RCNN Model Implementation

The entire architecture of the proposed RCNN model was developed on the open‐source library TensorFlow (Version 2.4.0), and the model was trained and tested on a server‐level computer with 256 GB of RAM, two 2.4 GHz CPU cores (Xeon Silver 4210R, Intel Inc.), and dual RTX A5000 GPUs (24GB GPU Memory, NVIDIA Inc.). With the help of the NVIDIA CUDA GPU‐accelerated library (cuDNN), the entire training process was completed in ≈14.5 hours, which was 80 times faster than the non‐acceleration condition. In addition, the training optimizer for the RCNN model was a gradient decent‐based Adam optimization algorithm with the learning rate 1e‐3. The total training iteration (epochs) number was set to 3500, and the loss function for the model was the mean absolute error (MAE).

Fixed Brain Imaging

Thirty minutes after the start of intracisternal injection, the mice have been sacrificed, and the brains were fixed overnight with 4% cold paraformaldehyde in PBS. To evaluating the tissue clearing images, the 250 µm brain coronal sections were cut on a vibratome (MicroSlicer DTK‐1000N, DSK, Japan), and tissue clearing was performed by RapiClear 1.47 (SunJin Lab Inc.), as described in the manufacturer's protocol.

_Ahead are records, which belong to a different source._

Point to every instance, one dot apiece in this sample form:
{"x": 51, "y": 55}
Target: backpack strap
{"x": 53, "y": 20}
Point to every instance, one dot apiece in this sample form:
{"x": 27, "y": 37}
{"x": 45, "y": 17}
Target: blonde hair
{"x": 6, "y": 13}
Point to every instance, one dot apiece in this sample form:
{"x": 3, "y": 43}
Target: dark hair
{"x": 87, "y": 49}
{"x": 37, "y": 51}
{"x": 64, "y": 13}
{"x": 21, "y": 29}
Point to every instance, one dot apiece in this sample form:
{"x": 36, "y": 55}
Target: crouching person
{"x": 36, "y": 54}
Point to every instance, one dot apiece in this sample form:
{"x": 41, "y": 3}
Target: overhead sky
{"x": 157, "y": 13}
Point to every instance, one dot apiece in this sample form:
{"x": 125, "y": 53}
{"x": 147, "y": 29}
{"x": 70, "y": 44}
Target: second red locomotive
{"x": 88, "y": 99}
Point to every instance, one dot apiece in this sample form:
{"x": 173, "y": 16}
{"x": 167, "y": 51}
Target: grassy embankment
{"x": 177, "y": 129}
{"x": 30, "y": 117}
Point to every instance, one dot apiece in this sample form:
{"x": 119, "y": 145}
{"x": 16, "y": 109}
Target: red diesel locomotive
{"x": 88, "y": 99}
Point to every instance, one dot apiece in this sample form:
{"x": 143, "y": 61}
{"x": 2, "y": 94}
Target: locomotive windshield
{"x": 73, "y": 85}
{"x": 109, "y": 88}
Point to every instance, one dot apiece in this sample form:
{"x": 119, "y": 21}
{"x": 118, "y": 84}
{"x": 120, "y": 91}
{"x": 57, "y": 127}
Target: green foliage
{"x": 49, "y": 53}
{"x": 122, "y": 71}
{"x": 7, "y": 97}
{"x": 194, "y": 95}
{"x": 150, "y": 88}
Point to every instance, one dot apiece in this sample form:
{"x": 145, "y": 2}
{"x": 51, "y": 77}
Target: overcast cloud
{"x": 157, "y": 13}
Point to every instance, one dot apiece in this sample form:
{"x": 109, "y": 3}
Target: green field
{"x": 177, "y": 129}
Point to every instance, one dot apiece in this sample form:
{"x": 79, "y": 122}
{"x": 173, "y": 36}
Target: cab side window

Intracisternal Injection for In Vivo Brain Imaging

The intracisternal injection method was based on previous literature with minor modifications.^{[78 ]} Mice (20≈25 g) were anesthetized intraperitoneally with a combination of Zoletil (50 mg k⁻¹g) and xylazine (2.3 mg k⁻¹g). After confirming the loss of response to a toe pinch, mice were placed in a stereotaxic frame (Stoelting, USA), and the cisterna magna was exposed through a surgical incision. A 30‐gauge needle connected to a Hamilton syringe via a polyethylene tube (PE10) was implanted in the cisterna magna, and the catheter was secured via cyanoacrylate glue and dental cement. 10 µl CSF tracer (5 mg ml⁻¹ albumin‐Alexa Fluor 555, ThermoFisher Scientific, Cat no. A34786, USA) was infused at a constant rate of 1 µl min⁻¹ with a syringe pump (Harvard Apparatus, USA). Twenty minutes later, the tracer was observed transcranially through fluorescence microscopy (Olympus, Cat No. MVX10, Japan) to confirm that the tracer has entered the perivascular space, and then the skull was opened and the in vivo brain imaging was ready for the proposed endo‐microscopy.

Animals

All animal experiments were carried out at the National Taiwan University College of Medicine in accordance with the guidelines of Institutional Animal Care and Use Committee (IACUC approval No. 20 201 028, 20 220 503 & 20 230 043). Mice (C57BL/6JNarl) have access to food and water ad libitum and were maintained in a climate‐controlled room under a 12 h/12 h of light/dark cycle.

Conflict of Interest

The authors declare no conflict of interest.

Author Contributions

Y.H.C. and W.H.L. contributed equally to this work. Y.H.C., C.H.C., and S.V. conceived the design, and performed the numerical design, optical measurement, and data analysis. W.H.L. and W.S.C. performed the in vivo and ex vivo sample preparation. C.H.C., T.Y., M.K.C., T.T., Y.L. and D.P.T. conceived the principle, design, and characterization of the metasurface and meta‐optics of the system. Y.H.C., X.L., and M.K.C. built up the optical system for measurement and the deep learning model and collected the dataset for the model. Y.H.C., S.V., Y.L., Y.Y.H., W.S.C., and D.P.T. organized the project, designed experiments, analyzed the results, and prepared the manuscripts. All authors discussed the results and commented on the manuscript.

Supporting information

Supporting Information

Chia Y.‐H., Liao W.‐H., Vyas S., Chu C. H., Yamaguchi T., Liu X., Tanaka T., Huang Y.‐Y., Chen M. K., Chen W.‐S., Tsai D. P., Luo Y., In Vivo Intelligent Fluorescence Endo‐Microscopy by Varifocal Meta‐Device and Deep Learning. Adv. Sci. 2024, 11, 2307837. 10.1002/advs.202307837

Data Availability Statement

The data that support the findings of this study are available from the corresponding author upon reasonable request.